Was Khasekhemwy also Imhotep?
Imhotep, one of the most celebrated characters in ancient Egypt - and favoured as the biblical Joseph - is, for all that, a most obscure figure, with no seeming contemporaneous (Third Dynasty) mentions.
Though, interestingly, Imhotep's name does appear as a graffito in the Buried Pyramid of Sekhemkhet, who, I am hinting, may also have been Khasekhemwy.
Now I think that Imhotep can be more substantially than hitherto identified.
And in the Third Dynasty.
For, it is not a question of could Khasekhemwy have been Imhotep.
Khasekhemwy was Imhotep!
The Nebti name of Khasekhemwy was hotep im(-ef), that is, IMHOTEP.
Was the Vizier, lector-priest, Imhotep, even a sub-pharaoh?
Was Khasekhemwy the real Djoser?
According to the king-lists, Sekhemkhet was also identified as Djoser (-ti):
http://www.phouka.com/pharaoh/pharaoh/dynasties/dyn03/03sekhemkhet.html
He, not pharaoh Netjerikhet, may have been the actual Djoser (Zoser).
Khasekhemwy was also Bebi
In my article:
Bebi's Famine, like Joseph's, was of 'many years' duration
https://www.academia.edu/120335321/Bebis_Famine_like_Josephs_was_of_many_years_duration
I identified the protracted Famine at the time of the vizier Bebi with the one at the time of the quasi-pharaonic lector-priest, Ankhtifi, another potential ID for Joseph, under a hypocoristicon version of his given Egyptian name, Zaphenath paneah.
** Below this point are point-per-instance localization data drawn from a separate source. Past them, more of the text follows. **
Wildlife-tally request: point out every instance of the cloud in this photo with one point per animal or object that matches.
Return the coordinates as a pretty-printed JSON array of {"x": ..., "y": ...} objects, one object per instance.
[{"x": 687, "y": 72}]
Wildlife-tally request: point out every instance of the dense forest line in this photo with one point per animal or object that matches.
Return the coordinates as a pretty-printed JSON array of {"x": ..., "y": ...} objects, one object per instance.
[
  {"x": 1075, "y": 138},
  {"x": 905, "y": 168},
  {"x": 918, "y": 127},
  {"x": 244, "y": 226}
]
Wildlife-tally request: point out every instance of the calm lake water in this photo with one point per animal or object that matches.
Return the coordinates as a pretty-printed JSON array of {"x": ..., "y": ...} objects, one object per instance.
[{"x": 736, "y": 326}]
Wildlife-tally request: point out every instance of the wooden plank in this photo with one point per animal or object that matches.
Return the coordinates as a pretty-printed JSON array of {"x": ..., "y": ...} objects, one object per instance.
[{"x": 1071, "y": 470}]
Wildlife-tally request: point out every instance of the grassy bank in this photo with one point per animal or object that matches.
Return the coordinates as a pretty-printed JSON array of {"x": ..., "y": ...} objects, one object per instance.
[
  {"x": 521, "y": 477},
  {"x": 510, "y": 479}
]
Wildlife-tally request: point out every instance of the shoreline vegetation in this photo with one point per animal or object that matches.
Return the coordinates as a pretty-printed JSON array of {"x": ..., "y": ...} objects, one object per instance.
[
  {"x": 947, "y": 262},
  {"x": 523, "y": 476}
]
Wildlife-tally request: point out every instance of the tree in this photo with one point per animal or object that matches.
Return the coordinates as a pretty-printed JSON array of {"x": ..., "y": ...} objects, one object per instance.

Now, Khasekhemwy appears in the king lists as Bebi, or Bebti:
http://www.phouka.com/pharaoh/pharaoh/dynasties/dyn02/07khasekhemwy.html
Conclusion
Khasekhemwy was indeed the father of Netjerikhet, but only in the biblical sense with reference to Joseph as “Father to Pharaoh” (Genesis 45:8).
Khasekhemwy was Joseph-Imhotep, who saved Netjerikhet's Egypt from a seven-year Famine that the Hebrew man of dreams had predicted under Divine inspiration.